Ma lo vorreste un vino buono con una moderata alcolicità, così da poterne bere qualche bicchiere in più, e magari spendere sotto i 5 euro la bottiglia? Non è un grande vino? E chi lo ha detto? Il grande vino è quello che si beve e quello che vi sto raccontando è il fragrante Lambrusco Grasparossa di Castelvetro, prodotto sulle colline modenesi da uno stuolo di giovanissimi produttori che non si sono fatti intimorire da una logica di mercato che, di fatto, ha trattato il Lambrusco come un vino facile, senza nerbo, che in America negli anni Settanta arrivarono a sbeffeggiare come Italian Coca-Cola. Una catastrofe di immagine che mi ha fatto diventare poco simpatiche quelle cooperative votate alla quantità, che hanno portato alla depressione dei prezzi di questo vino.

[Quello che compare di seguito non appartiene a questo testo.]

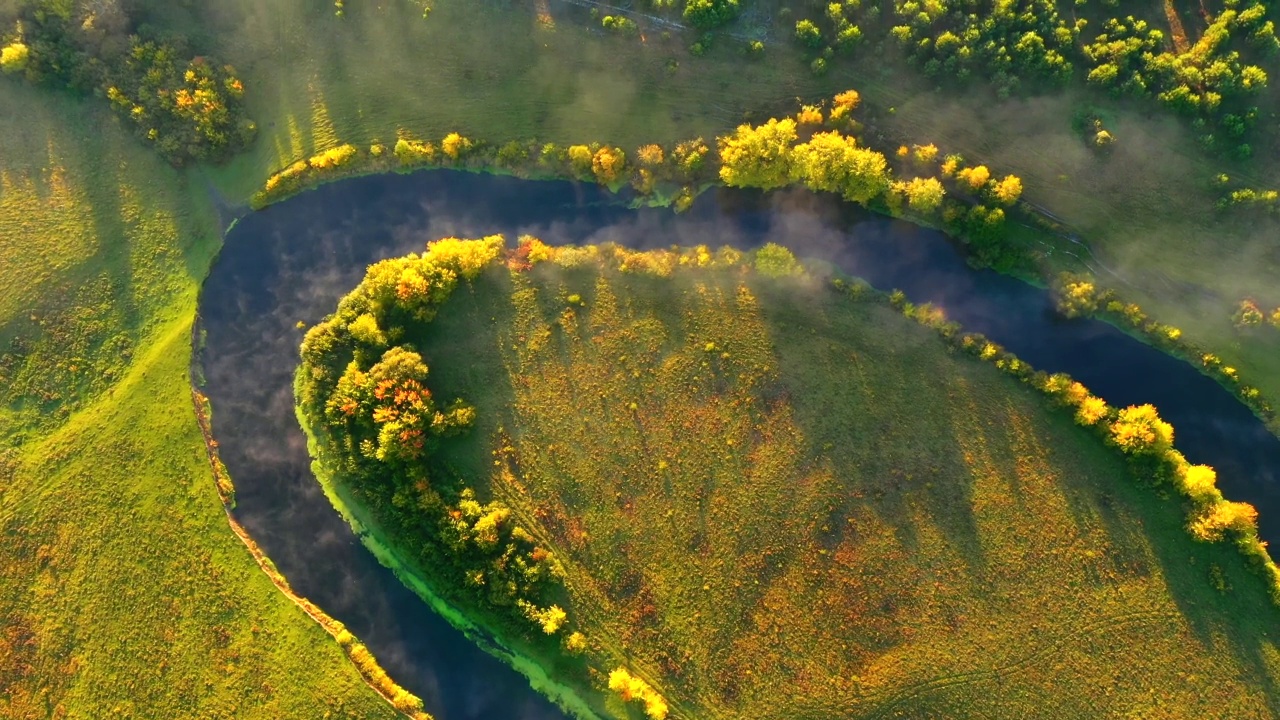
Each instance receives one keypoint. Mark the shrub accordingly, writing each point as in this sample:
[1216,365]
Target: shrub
[1247,314]
[333,158]
[455,146]
[1139,431]
[13,58]
[632,688]
[705,14]
[650,155]
[580,160]
[808,33]
[608,164]
[1223,518]
[976,177]
[414,153]
[775,260]
[1009,190]
[923,195]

Ieri sera a Castelvetro ho incontrato i “miei” giovani e dico miei perché in questi anni li ho presi a cuore nella loro battaglia da “Davide contro Golia”. Loro hanno creduto nella qualità del Lambrusco, si sono messi insieme e ieri hanno voluto dialogare con me, colpiti dalla mia difesa per il Lambrusco vero. Bravissima Silvia Baratta, una pierre veneta che li ha accompagnati in questa avventura di comunicazione che avrà successo nella misura in cui resteranno uniti.
A cena mi hanno portato in un posto fantastico che non conoscevo: si chiama Lambruscheria ed è un agriturismo fascinoso, realizzato dalla famiglia Vandelli, titolare dell’azienda Cà Berti (via Spagna, 60 – tel. 059741025) di Levizzano R. Castelvetro (Mo) che lo scorso anno premiammo fra i Top Hundred di Papillon. Siete sulle colline di Castelvetro per mangiare i salumi di queste terre, i tortelli e le taschine di carne ripiene di mortadella, oltre a una teoria di dolci. Tutto si abbina con il Lambrusco, che ha anche una vena amabile in certi campioni.
Ma che emozione trovarmi di fronte il titolare della Tenuta Pederzana, che fu il mio primo Lambrusco di qualità scovato in una trattoria di Zoello famosa per i suoi tortellini. Dicono che gli stranieri vadano matti per questo vino, mentre altri sostengono che sia l’ideale per l’happy hour o per l’aperitivo. Anche mio padre, nella sua vigna, aveva un filare di questa uva, chiamata lambrusca alessandrina, che dava colore e briosità al vino. È un vino che ha un colore concentrato invitante, al naso senti i piccoli frutti pieni di polpa, in bocca la fragranza e poi la freschezza, ma anche l’impatto del tannino che appartiene ai grandi vini. Uno spettacolo di sapori.
Ieri una ragazza, giovane produttrice di questo vino, ci ha raccontato che lo ha portato ai suoi amici produttori di Montalcino e non lo conoscevano: sono rimasti abbagliati. Già: c’è il vino ideale per questo momento, ma nessuno lo comunica. Se volete andare a vedere una lezione di potere in odor di regime cominciate a chiedervi perché nessuno sostiene questi giovani “angeli matti” che in realtà fanno parlare il territorio in cui vivono con il loro lavoro. Chi ha interesse a tagliargli le gambe? Qualcuno c’è (e la politica dov’è, con chi sta?). Per questo li dobbiamo sostenere, cominciando a conoscere i loro prodotti.